15 of 15 people found the following review helpful:
5.0 out of 5 stars
"On that Bombshell......",
By Jack Carter (New York) - See all my reviews
This review is from: Knowing Me, Knowing You with Alan Partridge - The Complete Series (DVD)
The reviewer, whom Virginia Bottomly described as 'that little turd' , has shown his alleged age. This series is ball-bouncingly funny and so successful in skewering the then-and-now trend for allowing no-talents to host their own shows, and fill them with mindless, untalented guests. Alan Partridge is the fore runner to characters such as David Brent in 'The Office', and Larry Saunders in 'the Larry Saunders show (Alan Partridge radio 4 show pre-dates LS by several years, fact fans). This series also sets up what might be the funniest sit-com in British TV - 'I'm Alan Partridge'. As for Marber and Co. Well they helped write it, and appear in the commentary. You little arse - go play with your batmobile.
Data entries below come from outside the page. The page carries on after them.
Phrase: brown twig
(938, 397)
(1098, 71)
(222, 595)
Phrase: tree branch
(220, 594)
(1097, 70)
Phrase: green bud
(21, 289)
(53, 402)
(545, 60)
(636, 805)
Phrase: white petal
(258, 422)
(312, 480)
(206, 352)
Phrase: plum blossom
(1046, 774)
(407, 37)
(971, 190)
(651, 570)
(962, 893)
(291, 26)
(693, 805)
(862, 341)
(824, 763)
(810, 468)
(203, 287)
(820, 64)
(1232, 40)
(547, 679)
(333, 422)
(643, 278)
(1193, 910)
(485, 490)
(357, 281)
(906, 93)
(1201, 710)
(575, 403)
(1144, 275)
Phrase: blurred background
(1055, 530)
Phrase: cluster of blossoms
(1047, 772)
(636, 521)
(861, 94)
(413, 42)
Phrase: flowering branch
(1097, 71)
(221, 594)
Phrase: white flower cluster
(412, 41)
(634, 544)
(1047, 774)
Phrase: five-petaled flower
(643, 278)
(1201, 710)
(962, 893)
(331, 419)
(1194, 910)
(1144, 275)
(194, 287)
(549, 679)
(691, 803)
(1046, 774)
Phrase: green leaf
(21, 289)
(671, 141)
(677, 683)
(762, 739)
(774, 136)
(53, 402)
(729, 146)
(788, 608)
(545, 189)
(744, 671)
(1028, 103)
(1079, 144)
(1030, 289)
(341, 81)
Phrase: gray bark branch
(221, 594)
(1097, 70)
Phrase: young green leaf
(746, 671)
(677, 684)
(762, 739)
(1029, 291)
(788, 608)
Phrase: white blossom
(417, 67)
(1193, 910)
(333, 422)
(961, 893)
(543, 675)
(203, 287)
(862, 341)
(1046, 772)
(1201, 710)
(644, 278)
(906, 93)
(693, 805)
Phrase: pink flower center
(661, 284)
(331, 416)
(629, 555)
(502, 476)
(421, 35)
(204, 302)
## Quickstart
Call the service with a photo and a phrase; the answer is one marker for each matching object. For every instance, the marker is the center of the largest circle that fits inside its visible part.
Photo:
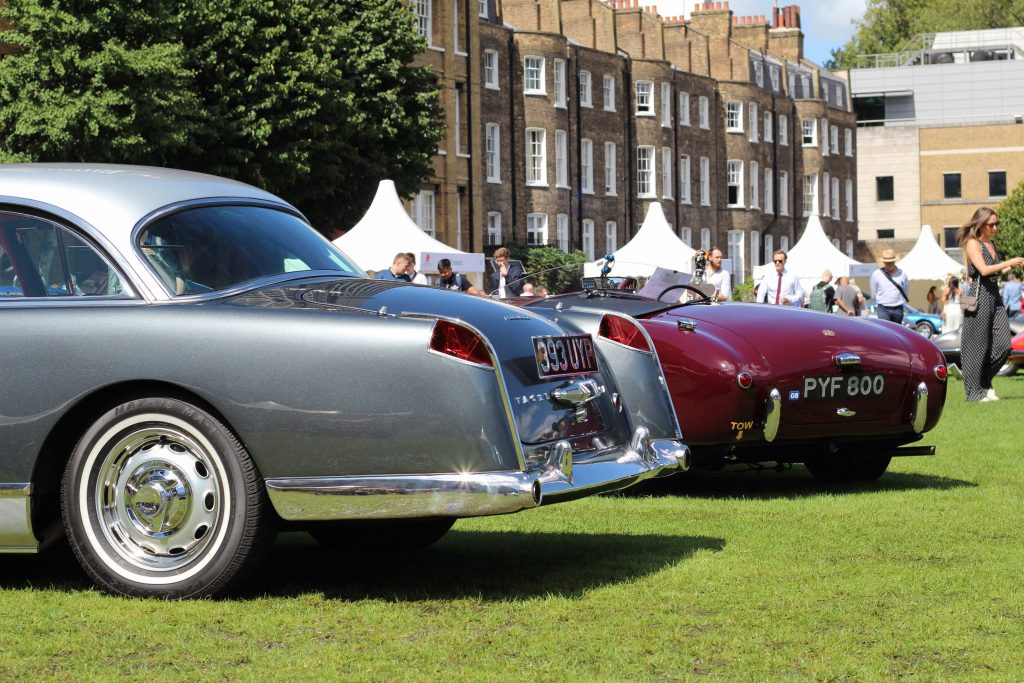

14 of 14 people found the following review helpful:
5.0 out of 5 stars
Effing marvellous,
By
This review is from: Knowing Me, Knowing You with Alan Partridge - The Complete Series (DVD)
Partridge is hysterical wherever he appears, and while I agree that KMKY isn't quite up to the hysteria of the later "I'm Alan Partridge", it's still superb. From eating the testicles of a bull to accidentally blowing away a guest with an antique pistol, Alan is constantly out of his depth and completely unaware of it. I've loved this programme since it first came out, I just wish Steve Coogan would revisit the character more often rather than appear in crap Disney movies. Alan Partridge is the man you love to hate, and nobody does it better than Steve Coogan. A-HA!